Siamo noi i programmatori dei bias 

I bias dell'intelligenza artificiale non nascono dal nulla, ma sono un riflesso dei pregiudizi umani. Una volta che questi bias vengono integrati negli algoritmi, diventano invisibili e difficili da correggere, trasformandosi in "bias informatici inconsci". 

Come sottolineato da Paolo Benanti, teologo e docente di etica delle tecnologie, in un recente articolo del Corriere della Sera "Più dell'intelligenza artificiale mi spaventa la stupidità naturale". 

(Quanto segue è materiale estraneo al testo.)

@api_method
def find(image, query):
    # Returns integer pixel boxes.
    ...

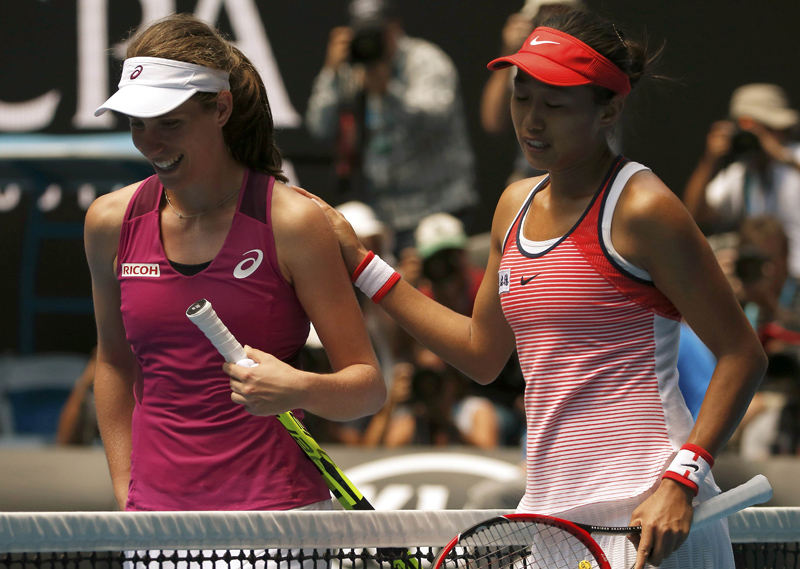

L'IA non è razzista, lo siamo noi 

Alla fine dei conti, l'intelligenza artificiale non è intrinsecamente razzista; piuttosto, sintetizza e amplifica i bias presenti nella società. Che si tratti della ricerca di un lavoro, del mutuo per una casa o di qualunque altro aspetto della nostra vita in cui l’IA ci supporta, dobbiamo sempre ricordarci che siamo stati noi a insegnarle come vogliamo essere trattati. 

Quindi, cosa possiamo fare? La soluzione non è semplice, ma è chiaro che dobbiamo diventare più consapevoli dei nostri pregiudizi e lavorare attivamente per ridurli.  

Solo così possiamo sperare di creare un'IA che rifletta i migliori valori della nostra società, anziché i peggiori.